No era la primera vez que la previsión del Ministerio impresionaba a Elend. ¿Cómo podían haber sabido que algún día un grupo de skaa tomaría el control de esta ciudad? Es más, esta puerta no sólo estaba oculta: había sido creada para que sólo alguien con alomancia pudiera abrirla. Elend continuó tirando en ambas direcciones a la vez, sintiendo como si estuvieran estirándole el cuerpo entre dos caballos. Afortunadamente, tenía el poder del peltre para reforzar su cuerpo e impedir que se desgarrara. Vin gemía del esfuerzo a su lado, y pronto una sección de la pared empezó a deslizarse hacia ellos. Ninguna palanca podría haber abierto la gruesa puerta, y atravesarla habría requerido un largo y arduo esfuerzo. Sin embargo, con la alomancia, abrieron la puerta en cuestión de instantes.
Finalmente, dejaron de tirar.

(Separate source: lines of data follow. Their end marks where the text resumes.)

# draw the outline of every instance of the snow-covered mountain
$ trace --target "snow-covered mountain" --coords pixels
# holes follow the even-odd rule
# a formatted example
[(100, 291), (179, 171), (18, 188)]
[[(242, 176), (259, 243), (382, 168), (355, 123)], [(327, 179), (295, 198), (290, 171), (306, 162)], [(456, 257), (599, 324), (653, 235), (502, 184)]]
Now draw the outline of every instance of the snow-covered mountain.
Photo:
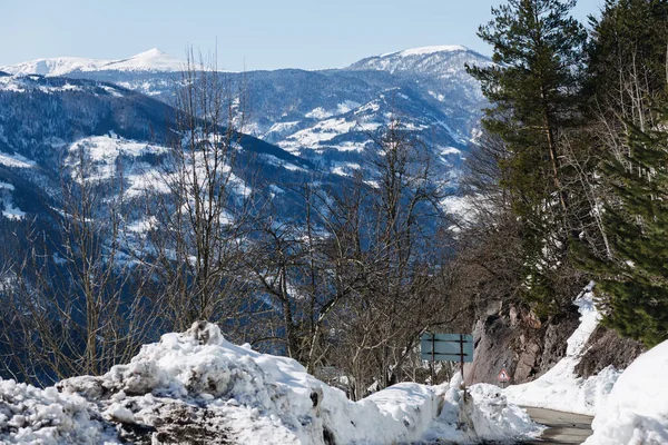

Vin resopló agotada, y Elend advirtió que había sido más difícil para ella que para él. A veces, no se sentía justificado por tener más poder que ella: después de todo, hacía menos tiempo que era alomántico.
Vin recogió su linterna, y entraron en la habitación ahora abierta. Era una cueva enorme, como las otras dos que Elend había visto. Se extendía en la distancia, y la luz de su linterna tan sólo hacía una pequeña muesca en la negrura. Fatren jadeó asombrado cuando se reunió con ellos en la puerta. La habitación estaba llena de estantes. Cientos de ellos. Miles.
—¿Qué es esto? —preguntó Fatren.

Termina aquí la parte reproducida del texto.